We all do at one time or another. It’s a human thing to do. It’s fun, relaxing, and at times it is energizing. It “pumps us up.”
It’s also dangerous. It is far too easy to get “trapped” in that fantasy world. Instead of utilizing your constructive imagination — that “hard mental labor” to which Mr. Haanel often refers — you get seduced by the immediate gratification of your fantasy world.
That is not a good thing.
So you must note and know the difference and realize that day-dreaming can be “addictive,” to one degree or another, and you must entertain those thoughts carefully.
That being the case, you can use day-dreaming constructively. Use it to discover your “passions” and help devise some courses of action you should follow. When you day-dream, in what fantasies do you often find yourself? Perhaps you can take those fantasies and, with a little mental work, begin using your constructive imagination to bring an aspect of them into reality. You may not be a world-class singer or musician, but you can explore that path by doing everything from local theater to management (working with the acts) to teaching.

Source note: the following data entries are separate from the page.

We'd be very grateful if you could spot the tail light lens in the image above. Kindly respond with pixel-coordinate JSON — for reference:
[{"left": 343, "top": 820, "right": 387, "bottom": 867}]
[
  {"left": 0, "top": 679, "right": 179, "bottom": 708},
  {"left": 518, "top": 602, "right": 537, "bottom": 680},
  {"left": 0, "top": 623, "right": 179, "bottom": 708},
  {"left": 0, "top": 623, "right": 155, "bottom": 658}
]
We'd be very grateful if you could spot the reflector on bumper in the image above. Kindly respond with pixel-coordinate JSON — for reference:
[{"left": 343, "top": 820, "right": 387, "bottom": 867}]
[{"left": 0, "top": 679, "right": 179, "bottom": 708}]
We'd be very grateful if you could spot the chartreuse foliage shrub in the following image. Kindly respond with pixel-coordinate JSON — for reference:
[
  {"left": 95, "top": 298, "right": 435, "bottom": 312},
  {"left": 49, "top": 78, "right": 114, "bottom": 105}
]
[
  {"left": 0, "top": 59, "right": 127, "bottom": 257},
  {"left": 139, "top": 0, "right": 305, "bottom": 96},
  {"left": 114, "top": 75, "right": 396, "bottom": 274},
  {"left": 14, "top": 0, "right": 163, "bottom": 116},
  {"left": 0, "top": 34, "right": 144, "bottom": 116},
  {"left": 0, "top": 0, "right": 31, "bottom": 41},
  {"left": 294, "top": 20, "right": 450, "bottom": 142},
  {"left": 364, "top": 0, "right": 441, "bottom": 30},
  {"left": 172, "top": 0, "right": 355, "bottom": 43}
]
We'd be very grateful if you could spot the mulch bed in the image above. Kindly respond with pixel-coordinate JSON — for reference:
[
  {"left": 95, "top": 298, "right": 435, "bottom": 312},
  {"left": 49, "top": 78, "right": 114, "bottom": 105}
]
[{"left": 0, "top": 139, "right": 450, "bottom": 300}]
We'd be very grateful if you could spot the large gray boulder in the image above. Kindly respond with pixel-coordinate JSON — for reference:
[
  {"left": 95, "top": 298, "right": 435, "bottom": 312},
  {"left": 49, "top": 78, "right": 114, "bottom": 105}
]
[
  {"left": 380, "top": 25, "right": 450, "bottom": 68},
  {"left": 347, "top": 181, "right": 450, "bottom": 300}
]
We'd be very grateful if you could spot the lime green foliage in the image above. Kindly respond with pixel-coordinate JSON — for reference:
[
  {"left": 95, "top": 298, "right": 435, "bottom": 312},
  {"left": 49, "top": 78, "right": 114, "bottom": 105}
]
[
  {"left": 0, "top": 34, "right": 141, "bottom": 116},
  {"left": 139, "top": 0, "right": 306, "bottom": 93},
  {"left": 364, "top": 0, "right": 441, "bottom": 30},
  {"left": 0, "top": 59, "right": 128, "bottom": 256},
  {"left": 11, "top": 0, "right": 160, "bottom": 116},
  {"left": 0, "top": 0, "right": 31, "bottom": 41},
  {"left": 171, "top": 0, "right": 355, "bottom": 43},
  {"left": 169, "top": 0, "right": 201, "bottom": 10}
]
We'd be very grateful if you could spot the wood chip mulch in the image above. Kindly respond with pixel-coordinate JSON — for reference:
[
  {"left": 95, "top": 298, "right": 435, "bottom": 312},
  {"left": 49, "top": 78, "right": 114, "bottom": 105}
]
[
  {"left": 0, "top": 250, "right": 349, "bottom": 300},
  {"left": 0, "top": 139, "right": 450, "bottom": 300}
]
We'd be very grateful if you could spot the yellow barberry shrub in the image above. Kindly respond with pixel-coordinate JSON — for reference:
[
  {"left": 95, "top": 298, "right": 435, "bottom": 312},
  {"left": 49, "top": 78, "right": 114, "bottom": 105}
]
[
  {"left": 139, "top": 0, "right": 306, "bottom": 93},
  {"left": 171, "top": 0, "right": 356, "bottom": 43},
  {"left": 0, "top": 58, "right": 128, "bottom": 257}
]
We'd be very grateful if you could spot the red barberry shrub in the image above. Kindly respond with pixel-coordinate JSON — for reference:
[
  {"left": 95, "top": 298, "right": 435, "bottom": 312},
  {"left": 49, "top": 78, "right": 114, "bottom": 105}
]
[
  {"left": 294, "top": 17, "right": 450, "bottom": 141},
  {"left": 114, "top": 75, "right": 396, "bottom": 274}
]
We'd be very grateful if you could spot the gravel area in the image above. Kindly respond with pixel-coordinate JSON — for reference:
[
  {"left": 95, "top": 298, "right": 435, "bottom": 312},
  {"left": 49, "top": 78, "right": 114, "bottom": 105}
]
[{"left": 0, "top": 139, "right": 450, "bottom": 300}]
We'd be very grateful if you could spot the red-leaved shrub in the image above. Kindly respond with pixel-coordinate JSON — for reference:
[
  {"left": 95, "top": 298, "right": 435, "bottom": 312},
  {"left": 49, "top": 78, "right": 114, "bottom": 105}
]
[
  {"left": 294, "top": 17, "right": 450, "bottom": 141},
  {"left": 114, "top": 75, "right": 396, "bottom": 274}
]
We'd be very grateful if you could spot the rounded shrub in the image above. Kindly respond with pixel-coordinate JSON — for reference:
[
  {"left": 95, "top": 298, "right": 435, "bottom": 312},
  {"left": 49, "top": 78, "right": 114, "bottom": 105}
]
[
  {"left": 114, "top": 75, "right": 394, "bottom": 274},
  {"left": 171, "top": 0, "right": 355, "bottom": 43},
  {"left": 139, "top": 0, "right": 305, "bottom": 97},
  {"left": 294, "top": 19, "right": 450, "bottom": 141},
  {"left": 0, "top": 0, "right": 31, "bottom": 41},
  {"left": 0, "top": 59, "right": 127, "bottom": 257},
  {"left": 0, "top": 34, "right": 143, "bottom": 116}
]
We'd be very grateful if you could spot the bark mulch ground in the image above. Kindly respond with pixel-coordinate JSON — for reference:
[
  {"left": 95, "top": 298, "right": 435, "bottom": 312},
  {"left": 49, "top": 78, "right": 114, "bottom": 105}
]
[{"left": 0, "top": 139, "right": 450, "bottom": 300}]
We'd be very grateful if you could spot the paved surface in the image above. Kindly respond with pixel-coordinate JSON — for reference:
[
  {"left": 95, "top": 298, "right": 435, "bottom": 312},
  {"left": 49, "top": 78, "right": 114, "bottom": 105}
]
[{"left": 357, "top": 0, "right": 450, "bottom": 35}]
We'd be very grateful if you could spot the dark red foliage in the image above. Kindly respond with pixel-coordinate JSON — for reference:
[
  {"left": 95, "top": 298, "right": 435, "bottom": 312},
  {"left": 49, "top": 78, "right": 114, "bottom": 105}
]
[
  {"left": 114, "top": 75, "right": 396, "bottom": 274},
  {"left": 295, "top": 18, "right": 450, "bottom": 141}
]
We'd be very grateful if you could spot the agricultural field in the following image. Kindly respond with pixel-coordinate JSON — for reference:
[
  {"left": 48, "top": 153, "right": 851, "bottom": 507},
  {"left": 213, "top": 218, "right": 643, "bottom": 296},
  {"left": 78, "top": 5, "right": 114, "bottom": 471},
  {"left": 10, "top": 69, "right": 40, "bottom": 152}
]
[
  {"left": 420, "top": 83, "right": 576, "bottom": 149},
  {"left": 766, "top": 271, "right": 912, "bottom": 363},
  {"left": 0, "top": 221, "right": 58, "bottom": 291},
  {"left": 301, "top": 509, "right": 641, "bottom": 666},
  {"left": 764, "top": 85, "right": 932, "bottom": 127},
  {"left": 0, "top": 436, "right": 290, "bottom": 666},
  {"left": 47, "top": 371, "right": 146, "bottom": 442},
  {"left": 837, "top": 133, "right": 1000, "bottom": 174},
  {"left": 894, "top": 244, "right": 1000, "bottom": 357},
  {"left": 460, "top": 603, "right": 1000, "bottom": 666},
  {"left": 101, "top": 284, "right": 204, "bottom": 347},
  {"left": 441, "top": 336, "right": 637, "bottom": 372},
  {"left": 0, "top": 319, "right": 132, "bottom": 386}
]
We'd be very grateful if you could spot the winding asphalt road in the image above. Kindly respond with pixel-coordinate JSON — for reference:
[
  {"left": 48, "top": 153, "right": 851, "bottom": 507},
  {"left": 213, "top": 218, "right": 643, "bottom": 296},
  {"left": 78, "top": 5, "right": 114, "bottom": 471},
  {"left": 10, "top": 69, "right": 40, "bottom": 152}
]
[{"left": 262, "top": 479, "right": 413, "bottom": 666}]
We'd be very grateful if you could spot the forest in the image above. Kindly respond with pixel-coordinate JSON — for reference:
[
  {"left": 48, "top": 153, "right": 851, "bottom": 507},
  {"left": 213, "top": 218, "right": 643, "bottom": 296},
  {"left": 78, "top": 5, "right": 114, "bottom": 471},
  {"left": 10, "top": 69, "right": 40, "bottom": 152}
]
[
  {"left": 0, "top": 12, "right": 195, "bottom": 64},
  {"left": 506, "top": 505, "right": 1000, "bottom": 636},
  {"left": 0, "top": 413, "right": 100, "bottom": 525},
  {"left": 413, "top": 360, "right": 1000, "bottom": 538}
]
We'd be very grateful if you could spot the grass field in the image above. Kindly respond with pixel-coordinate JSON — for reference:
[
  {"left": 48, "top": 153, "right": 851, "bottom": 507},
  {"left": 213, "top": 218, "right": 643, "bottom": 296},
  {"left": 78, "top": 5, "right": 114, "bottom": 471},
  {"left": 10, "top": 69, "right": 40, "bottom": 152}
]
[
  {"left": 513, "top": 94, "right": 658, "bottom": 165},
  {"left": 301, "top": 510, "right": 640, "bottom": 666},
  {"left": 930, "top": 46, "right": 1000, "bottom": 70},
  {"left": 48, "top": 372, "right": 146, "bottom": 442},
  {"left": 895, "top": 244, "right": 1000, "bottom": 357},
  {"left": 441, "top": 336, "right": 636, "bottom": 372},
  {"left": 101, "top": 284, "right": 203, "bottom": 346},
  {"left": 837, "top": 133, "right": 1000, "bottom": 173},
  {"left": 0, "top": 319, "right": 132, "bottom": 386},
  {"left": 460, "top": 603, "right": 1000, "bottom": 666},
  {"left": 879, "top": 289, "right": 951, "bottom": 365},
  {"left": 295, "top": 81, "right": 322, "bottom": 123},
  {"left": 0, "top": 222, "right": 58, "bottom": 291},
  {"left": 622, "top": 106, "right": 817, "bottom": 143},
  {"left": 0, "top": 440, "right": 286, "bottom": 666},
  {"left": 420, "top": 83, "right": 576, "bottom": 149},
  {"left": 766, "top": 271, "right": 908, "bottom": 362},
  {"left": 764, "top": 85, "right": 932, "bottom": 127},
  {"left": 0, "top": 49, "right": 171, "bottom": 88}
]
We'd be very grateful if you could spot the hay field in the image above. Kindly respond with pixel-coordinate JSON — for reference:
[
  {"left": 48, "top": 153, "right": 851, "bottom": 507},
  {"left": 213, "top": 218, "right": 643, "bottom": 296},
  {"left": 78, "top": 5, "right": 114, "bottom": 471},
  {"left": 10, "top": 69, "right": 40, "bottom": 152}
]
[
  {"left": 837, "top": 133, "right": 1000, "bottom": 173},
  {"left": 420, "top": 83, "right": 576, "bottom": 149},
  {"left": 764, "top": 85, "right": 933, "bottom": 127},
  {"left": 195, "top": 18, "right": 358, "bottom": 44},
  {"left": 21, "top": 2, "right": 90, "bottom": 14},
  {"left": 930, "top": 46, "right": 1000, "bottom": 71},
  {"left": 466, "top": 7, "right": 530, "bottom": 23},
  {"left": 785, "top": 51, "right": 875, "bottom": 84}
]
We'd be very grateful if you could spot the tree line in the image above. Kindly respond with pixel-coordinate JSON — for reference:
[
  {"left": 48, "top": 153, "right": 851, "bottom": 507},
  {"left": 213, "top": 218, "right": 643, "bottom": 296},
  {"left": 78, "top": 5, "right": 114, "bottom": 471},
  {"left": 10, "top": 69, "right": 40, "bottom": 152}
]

Use this method sparingly, though. If at all possible, use it only with the guidance of a Master Key Coach.
Now, why do you use the creative imagination? This has been answered in many ways before this, but Haanel wrote in Week Eight …
The cultivation of the imagination leads to the development of the ideal out of which your future will emerge.
In other words, you’re seeing the end you want in order to make the plans to accomplish and attain it.
We do this because
The ideal held steadily in mind attracts the necessary conditions for its fulfillment.
As Mr. Haanel has written, our thoughts lead to …
… actions that …
… attract the people and circumstances that …
…lead to the attainment of your goals.
Dream.
Think.
Plan.
Act.
Attain.
Simple.
—
Dreams come true because you do the right things.